127. И. П. Борисову и А. А. Фету
1860 г. Февраля 15. Ясная Поляна.
15 февраля.
Благодарствуйте за ваши милые письма, любезный Иван Петрович, и не пеняйте, пожалуйста, что иногда не скоро отвечу*. Теперь сбираюсь быть аккуратным, когда уж не к чему. Я думаю, у вас уж подумывают о Козюлькине и потому о Ясной Поляне. Как здоровье вашей больной?* Уведомьте меня, пожалуйста, поподробнее. Авось опять приведется мне радоваться на ваше козюлькинское житье и бояться, чтобы что-нибудь не испортилось. Я доживаю зиму хорошо. Занятий пропасть и занятия хорошие*, не то, что писать повести. Сообщенные вами сведения о чтениях очень были для меня интересны, но, по-моему, эти чтения что-то не то. Что литература? Я до сих пор ничего не получил из журналов. Главное, что братья*, мы уж и на картах и на кофею о них гадаем, и все им не выходит антереса. Без шуток, ежели против ожиданья они еще в Москве, то скажите им, что не пишу, рассчитывая, что письмо их не застанет, но умоляю их написать строчку, что и как и когда они приедут.

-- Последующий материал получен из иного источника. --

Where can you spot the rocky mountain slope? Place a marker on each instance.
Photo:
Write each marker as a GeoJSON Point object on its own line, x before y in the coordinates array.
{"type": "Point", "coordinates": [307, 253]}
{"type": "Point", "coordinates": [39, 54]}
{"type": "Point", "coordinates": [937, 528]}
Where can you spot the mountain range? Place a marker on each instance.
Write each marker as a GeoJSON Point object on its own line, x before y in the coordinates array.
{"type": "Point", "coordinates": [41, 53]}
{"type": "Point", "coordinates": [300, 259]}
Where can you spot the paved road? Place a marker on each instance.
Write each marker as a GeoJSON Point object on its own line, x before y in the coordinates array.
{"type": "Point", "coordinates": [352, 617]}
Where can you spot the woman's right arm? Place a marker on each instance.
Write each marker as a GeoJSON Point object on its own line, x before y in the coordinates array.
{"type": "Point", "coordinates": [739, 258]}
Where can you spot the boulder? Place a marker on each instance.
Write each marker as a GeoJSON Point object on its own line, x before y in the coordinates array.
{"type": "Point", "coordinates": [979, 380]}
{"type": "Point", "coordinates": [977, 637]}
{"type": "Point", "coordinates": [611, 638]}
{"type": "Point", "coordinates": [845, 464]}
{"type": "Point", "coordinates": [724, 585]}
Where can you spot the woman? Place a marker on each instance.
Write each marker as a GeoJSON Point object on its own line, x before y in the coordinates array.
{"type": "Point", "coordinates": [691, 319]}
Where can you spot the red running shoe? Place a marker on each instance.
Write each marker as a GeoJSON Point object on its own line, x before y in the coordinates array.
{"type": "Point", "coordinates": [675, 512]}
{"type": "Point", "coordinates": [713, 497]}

Прощайте, обнимаю вас.
Л. Толстой.
Дяденька!*
Не искушай меня без нуждыЛягушкой выдумки твоей.Мне как учителю уж чуждыВсе сочиненья прежних дней*.Показания Сережи несправедливы, никаких «Казаков» я не пишу и писать не намерен*. Извините, что так, без приготовления, наношу вам этот удар. Впрочем, больше надейтесь на бога, и вы утешитесь. А ожидать от меня великого я никому запретить не могу. Когда я увижу вас, драгоценный дядюшка, так мне брюхом иногда хочется подразнить вас, вызвать на закурдялены* и посмотреть, как вы, отмочив пулю, открыв челюсти и подобрав язык под зубы, улыбаетесь и думаете: «Вот на-ка выкуси!» Дружинин известил меня о предполагаемом журнале портного*, и тетенька думала, что я нездоров сделаюсь от беспрестанно повторяющегося хохота над этим письмом. Что ваши поэтические закурдяи, кроме Фирдуси?* Хотел было описать прелестное, нынче случившееся событие в моей школе, да не упишу хорошенько, лучше расскажу. Вот другое маленькое. Мальчик богатый, сын дворника, видал попугая и рассказывает другим, которые не верят: «Да ты толкуй, как человек говорит». «Ну! Да он тебя так обсрамит, что и умному человеку так не обрезонить». Прощайте. Обнимаю вас.